Alexander Maletzky, Carl Böck, Thomas Tschoellitsch, Theresa Roland, Helga Ludwig, Stefan Thumfart, Michael Giretzlehner, Sepp Hochreiter, and Jens Meier
Electronic health records (EHRs) have been successfully used in data science and machine learning projects. However, most of these data are collected for clinical use rather than for retrospective analysis. This means that researchers typically face many different issues when attempting to access and prepare the data for secondary use. We aimed to investigate how raw EHRs can be accessed and prepared in retrospective data science projects in a disciplined, effective, and efficient way. We report our experience and findings from a large-scale data science project analyzing routinely acquired retrospective data from the Kepler University Hospital in Linz, Austria. The project involved data collection from more than 150,000 patients over a period of 10 years. It included diverse data modalities, such as static demographic data, irregularly acquired laboratory test results, regularly sampled vital signs, and high-frequency physiological waveform signals.
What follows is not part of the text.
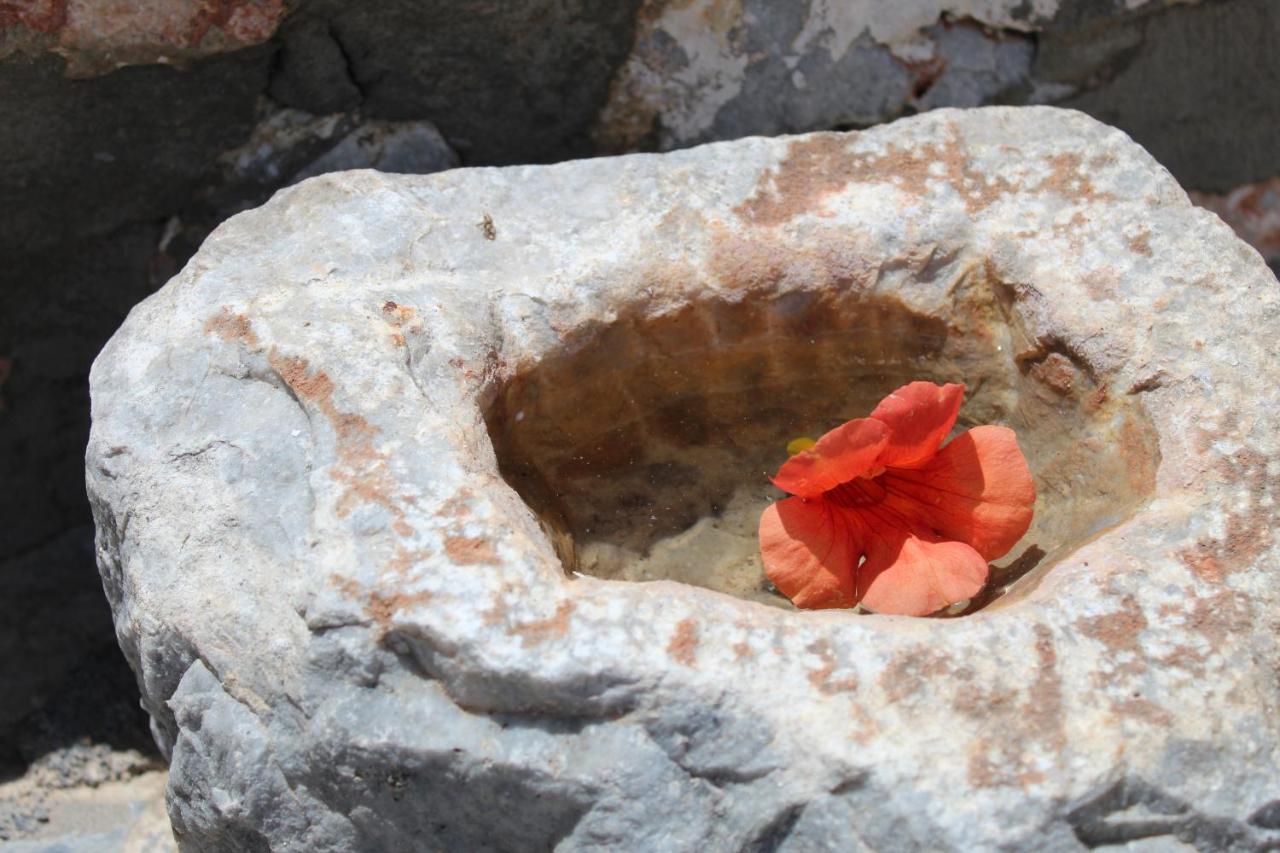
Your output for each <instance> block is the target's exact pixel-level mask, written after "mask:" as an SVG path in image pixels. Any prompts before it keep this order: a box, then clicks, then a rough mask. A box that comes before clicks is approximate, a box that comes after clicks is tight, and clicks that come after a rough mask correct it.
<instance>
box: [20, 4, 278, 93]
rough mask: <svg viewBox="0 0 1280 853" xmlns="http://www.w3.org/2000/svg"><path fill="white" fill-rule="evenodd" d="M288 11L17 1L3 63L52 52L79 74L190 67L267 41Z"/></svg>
mask: <svg viewBox="0 0 1280 853" xmlns="http://www.w3.org/2000/svg"><path fill="white" fill-rule="evenodd" d="M284 13H285V6H284V1H283V0H205V1H202V3H191V1H189V0H178V1H175V0H128V1H127V3H122V1H120V0H15V1H12V3H5V4H4V5H3V6H0V60H3V59H5V58H6V56H9V55H12V54H15V53H23V54H36V55H38V54H41V53H51V54H56V55H60V56H63V58H64V59H65V61H67V73H68V74H70V76H74V77H91V76H96V74H105V73H108V72H111V70H114V69H116V68H122V67H124V65H150V64H184V63H189V61H192V60H195V59H200V58H204V56H210V55H214V54H221V53H228V51H233V50H238V49H241V47H248V46H252V45H260V44H262V42H264V41H266V40H268V38H270V37H271V36H273V35H274V33H275V28H276V27H278V26H279V23H280V20H282V19H283V18H284Z"/></svg>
Raw medical data can be corrupted in many unexpected ways that demand thorough manual inspection and highly individualized data cleaning solutions. We present a general data preparation workflow, which was shaped in the course of our project and consists of the following 7 steps: obtain a rough overview of the available EHR data, define clinically meaningful labels for supervised learning, extract relevant data from the hospital’s data warehouses, match data extracted from different sources, deidentify them, detect errors and inconsistencies therein through a careful exploratory analysis, and implement a suitable data processing pipeline in actual code. Only few of the data preparation issues encountered in our project were addressed by generic medical data preprocessing tools that have been proposed recently. Instead, highly individualized solutions for the specific data used in one’s own research seem inevitable. We believe that the proposed workflow can serve as a guidance for practitioners, helping them to identify and address potential problems early and avoid some common pitfalls.
JMIR Medical Informatics, 10, 10, e38557, 2022-10-21.